According to the Association of Chartered Certified Accountants (ACCA), companies need to focus more on their corporate social responsibilities if a repeat of the mistakes of the past decade is to be avoided.
In a new report entitled Risk and Reward - Tempering the Pursuit of Profit, the association points to a "massive failure" of people risks among many UK companies and banks.
ACCA is now encouraging recruiters to hire accountants with stronger character, and place an overall focus on creating strong ethical cultures.
This should include "setting the right tone at the top" and then ensuring, and monitoring, that this is reflected throughout the organisation, the report claimed.
It also called upon companies to maintain the higher internal profile of the risk function, and avoid cutting budgets in this area when the economic recovers kicks into gear.
Paul Moxey, ACCA's head of corporate governance and risk management, claimed that businesses of all kinds, including the banks, have been increasingly policed by reams of rules and regulations.

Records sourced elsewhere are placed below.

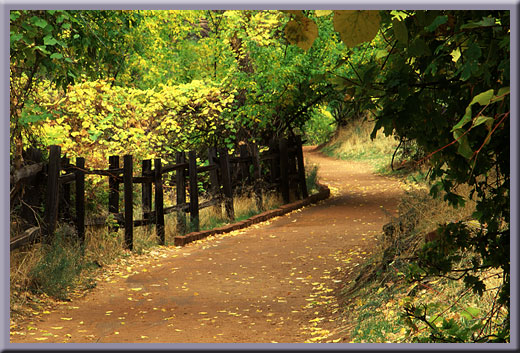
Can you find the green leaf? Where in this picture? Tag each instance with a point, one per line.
(482, 98)
(400, 31)
(483, 120)
(39, 22)
(500, 94)
(49, 40)
(439, 20)
(473, 52)
(356, 27)
(455, 55)
(419, 48)
(13, 15)
(302, 32)
(485, 22)
(15, 37)
(320, 13)
(42, 48)
(464, 148)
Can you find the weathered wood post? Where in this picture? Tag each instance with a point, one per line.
(213, 179)
(275, 162)
(80, 198)
(301, 167)
(244, 166)
(284, 170)
(194, 191)
(226, 183)
(53, 173)
(257, 177)
(64, 207)
(146, 189)
(129, 201)
(113, 186)
(180, 185)
(159, 202)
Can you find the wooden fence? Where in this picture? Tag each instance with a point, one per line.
(224, 176)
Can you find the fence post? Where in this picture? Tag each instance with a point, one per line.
(113, 186)
(180, 185)
(257, 172)
(194, 191)
(146, 190)
(244, 166)
(301, 167)
(80, 198)
(226, 183)
(129, 202)
(53, 173)
(284, 170)
(213, 178)
(275, 162)
(64, 207)
(159, 205)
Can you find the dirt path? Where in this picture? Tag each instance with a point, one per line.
(271, 282)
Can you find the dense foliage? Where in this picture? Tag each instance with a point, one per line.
(160, 81)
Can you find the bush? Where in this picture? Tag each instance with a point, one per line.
(62, 261)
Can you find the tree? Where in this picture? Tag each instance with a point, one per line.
(442, 80)
(55, 48)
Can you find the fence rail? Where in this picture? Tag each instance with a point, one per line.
(280, 167)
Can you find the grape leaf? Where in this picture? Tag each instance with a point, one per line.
(302, 32)
(320, 13)
(400, 31)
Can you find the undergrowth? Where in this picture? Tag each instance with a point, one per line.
(388, 306)
(41, 274)
(385, 303)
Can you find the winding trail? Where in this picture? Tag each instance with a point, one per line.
(258, 285)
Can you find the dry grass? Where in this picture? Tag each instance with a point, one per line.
(376, 301)
(353, 142)
(103, 247)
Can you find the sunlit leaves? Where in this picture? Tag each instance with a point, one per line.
(355, 26)
(320, 13)
(301, 31)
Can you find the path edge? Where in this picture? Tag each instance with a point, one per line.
(322, 194)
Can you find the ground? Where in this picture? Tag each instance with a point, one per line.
(276, 281)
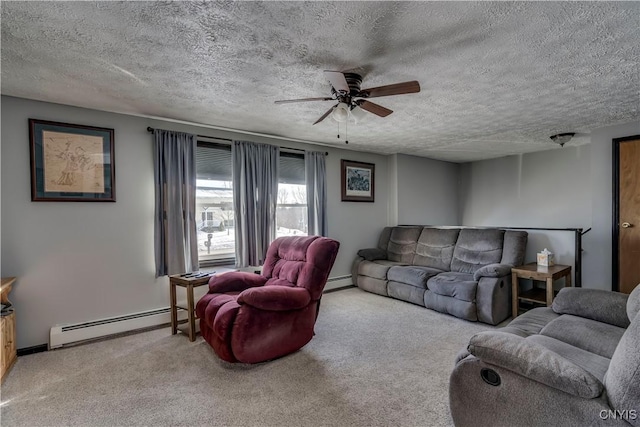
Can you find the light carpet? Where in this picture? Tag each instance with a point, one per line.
(374, 361)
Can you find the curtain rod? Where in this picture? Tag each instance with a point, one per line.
(150, 130)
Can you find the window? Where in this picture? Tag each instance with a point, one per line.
(214, 201)
(291, 211)
(214, 204)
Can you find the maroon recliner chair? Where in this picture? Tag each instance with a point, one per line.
(252, 318)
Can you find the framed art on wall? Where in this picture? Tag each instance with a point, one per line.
(71, 163)
(358, 181)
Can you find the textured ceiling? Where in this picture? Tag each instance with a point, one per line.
(497, 78)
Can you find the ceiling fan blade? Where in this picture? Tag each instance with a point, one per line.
(286, 101)
(324, 116)
(376, 109)
(394, 89)
(337, 80)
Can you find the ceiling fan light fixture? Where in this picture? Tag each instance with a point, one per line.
(358, 114)
(562, 138)
(340, 113)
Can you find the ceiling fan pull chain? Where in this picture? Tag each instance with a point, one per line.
(346, 132)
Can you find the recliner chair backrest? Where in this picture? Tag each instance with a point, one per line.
(304, 261)
(623, 377)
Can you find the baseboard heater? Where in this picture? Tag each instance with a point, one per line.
(61, 335)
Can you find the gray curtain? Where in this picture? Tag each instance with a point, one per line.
(176, 243)
(255, 193)
(316, 179)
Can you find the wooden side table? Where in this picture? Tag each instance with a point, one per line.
(537, 272)
(7, 329)
(187, 282)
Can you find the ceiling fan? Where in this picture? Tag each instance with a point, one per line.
(345, 88)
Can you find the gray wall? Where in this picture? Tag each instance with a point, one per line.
(427, 191)
(80, 261)
(562, 187)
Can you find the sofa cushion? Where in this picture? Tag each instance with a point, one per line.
(456, 285)
(531, 322)
(435, 247)
(456, 307)
(492, 270)
(402, 244)
(596, 304)
(534, 361)
(377, 269)
(514, 247)
(476, 248)
(412, 275)
(372, 254)
(590, 362)
(623, 377)
(405, 292)
(590, 335)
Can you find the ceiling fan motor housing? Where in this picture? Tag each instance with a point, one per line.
(353, 81)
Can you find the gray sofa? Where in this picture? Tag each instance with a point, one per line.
(576, 363)
(465, 272)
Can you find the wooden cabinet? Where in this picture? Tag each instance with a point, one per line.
(8, 352)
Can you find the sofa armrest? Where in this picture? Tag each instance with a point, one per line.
(596, 304)
(275, 298)
(492, 270)
(372, 254)
(235, 281)
(535, 362)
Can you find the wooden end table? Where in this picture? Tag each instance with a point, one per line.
(537, 272)
(187, 282)
(8, 352)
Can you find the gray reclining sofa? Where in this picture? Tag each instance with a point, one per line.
(465, 272)
(576, 363)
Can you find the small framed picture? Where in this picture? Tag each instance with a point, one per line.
(71, 163)
(358, 181)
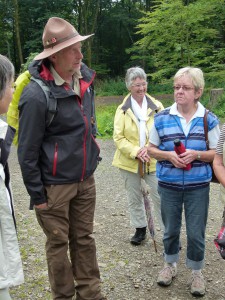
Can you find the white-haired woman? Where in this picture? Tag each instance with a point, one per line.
(178, 187)
(133, 120)
(11, 272)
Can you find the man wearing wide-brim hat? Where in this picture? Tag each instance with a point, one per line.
(58, 161)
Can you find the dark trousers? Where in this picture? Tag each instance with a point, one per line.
(68, 221)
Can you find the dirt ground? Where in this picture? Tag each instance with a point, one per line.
(127, 272)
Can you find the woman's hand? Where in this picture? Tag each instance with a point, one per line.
(176, 160)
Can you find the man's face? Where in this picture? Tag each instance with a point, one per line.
(68, 60)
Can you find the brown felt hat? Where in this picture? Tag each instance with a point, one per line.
(58, 34)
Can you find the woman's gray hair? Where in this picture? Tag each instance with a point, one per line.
(195, 74)
(132, 74)
(6, 74)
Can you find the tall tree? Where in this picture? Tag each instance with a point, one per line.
(17, 31)
(177, 34)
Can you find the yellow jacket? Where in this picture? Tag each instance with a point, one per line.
(126, 134)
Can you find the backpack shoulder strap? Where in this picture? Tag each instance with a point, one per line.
(51, 100)
(206, 128)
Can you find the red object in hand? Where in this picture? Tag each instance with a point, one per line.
(180, 148)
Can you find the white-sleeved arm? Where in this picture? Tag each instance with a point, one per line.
(154, 136)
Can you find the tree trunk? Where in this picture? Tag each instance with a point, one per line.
(17, 32)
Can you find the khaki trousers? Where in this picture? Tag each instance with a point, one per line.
(136, 201)
(68, 221)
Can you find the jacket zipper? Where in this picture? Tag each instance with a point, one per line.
(84, 144)
(55, 160)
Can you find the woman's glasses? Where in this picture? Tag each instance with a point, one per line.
(185, 88)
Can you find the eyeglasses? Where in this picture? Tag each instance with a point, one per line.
(183, 87)
(138, 85)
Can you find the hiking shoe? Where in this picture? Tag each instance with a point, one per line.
(197, 284)
(167, 274)
(139, 236)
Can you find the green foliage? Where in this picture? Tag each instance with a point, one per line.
(176, 34)
(112, 87)
(105, 119)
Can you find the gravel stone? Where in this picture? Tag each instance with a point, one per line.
(127, 272)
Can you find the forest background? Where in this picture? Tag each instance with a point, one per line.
(160, 36)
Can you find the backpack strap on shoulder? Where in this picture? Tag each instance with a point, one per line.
(50, 99)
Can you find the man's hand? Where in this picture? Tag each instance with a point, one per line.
(41, 206)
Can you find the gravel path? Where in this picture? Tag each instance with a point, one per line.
(128, 272)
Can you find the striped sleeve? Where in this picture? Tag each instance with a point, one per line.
(219, 147)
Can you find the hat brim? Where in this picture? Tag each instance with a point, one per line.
(49, 51)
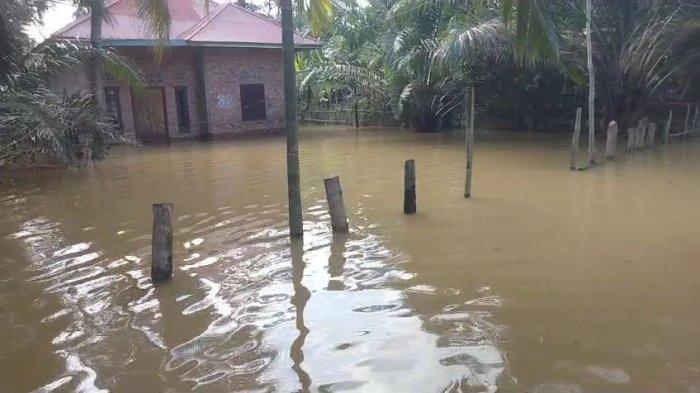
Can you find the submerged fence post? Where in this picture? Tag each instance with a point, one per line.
(470, 149)
(631, 134)
(336, 206)
(162, 242)
(641, 133)
(651, 134)
(667, 128)
(409, 187)
(575, 139)
(611, 144)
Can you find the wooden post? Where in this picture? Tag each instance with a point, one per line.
(162, 242)
(611, 144)
(409, 187)
(357, 117)
(667, 129)
(336, 207)
(470, 148)
(575, 139)
(651, 134)
(631, 134)
(641, 133)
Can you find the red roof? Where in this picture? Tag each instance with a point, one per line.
(226, 25)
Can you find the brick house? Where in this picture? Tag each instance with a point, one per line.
(221, 75)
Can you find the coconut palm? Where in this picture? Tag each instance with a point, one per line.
(351, 63)
(639, 46)
(435, 50)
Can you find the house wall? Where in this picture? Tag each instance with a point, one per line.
(225, 69)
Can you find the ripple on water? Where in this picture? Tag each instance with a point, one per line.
(252, 306)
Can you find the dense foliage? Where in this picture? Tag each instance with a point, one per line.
(40, 127)
(527, 59)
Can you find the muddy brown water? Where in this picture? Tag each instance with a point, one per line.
(546, 281)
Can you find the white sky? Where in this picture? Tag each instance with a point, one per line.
(58, 16)
(62, 13)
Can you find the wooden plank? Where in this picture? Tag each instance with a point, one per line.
(470, 149)
(162, 242)
(667, 128)
(651, 135)
(336, 206)
(611, 144)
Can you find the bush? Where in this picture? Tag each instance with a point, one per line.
(39, 128)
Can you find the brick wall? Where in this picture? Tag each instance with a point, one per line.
(225, 69)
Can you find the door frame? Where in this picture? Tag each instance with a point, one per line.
(151, 136)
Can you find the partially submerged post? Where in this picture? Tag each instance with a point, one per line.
(667, 128)
(641, 133)
(162, 242)
(631, 134)
(409, 187)
(611, 144)
(651, 134)
(575, 139)
(470, 148)
(336, 207)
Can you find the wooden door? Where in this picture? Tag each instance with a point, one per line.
(150, 115)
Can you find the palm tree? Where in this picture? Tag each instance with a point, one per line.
(640, 46)
(319, 12)
(435, 51)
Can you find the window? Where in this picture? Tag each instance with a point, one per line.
(183, 109)
(113, 106)
(253, 102)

"But we have seen during the crisis that, despite all these regulatory requirements, or perhaps because of them, individuals exploited gaps," he stated.
He cited the example of Lehman Brothers, where executives were able to move debt on and off their balance sheets "at will" by picking and choosing which legal jurisdictions and accounting standards to comply with.
However, Mr Moxey noted that the collapsed bank's directors did not actually break any laws, despite the impact of their actions on creditors.
"The absence of any benchmark of conduct that would have prevented this sort of regulatory arbitrage arguably actually legitimised what they did," he claimed.
Mr Moxey commented that the effectiveness of any code of practice is ultimately dependent on the competence and integrity of business decision makers, urging hirers to look for "ethically literate candidates".
The Companies Act 2006, which as of last year has been fully implemented in the UK, imposed new requirements on UK companies to consider the interests of all stakeholders, not merely shareholders, when making business decisions.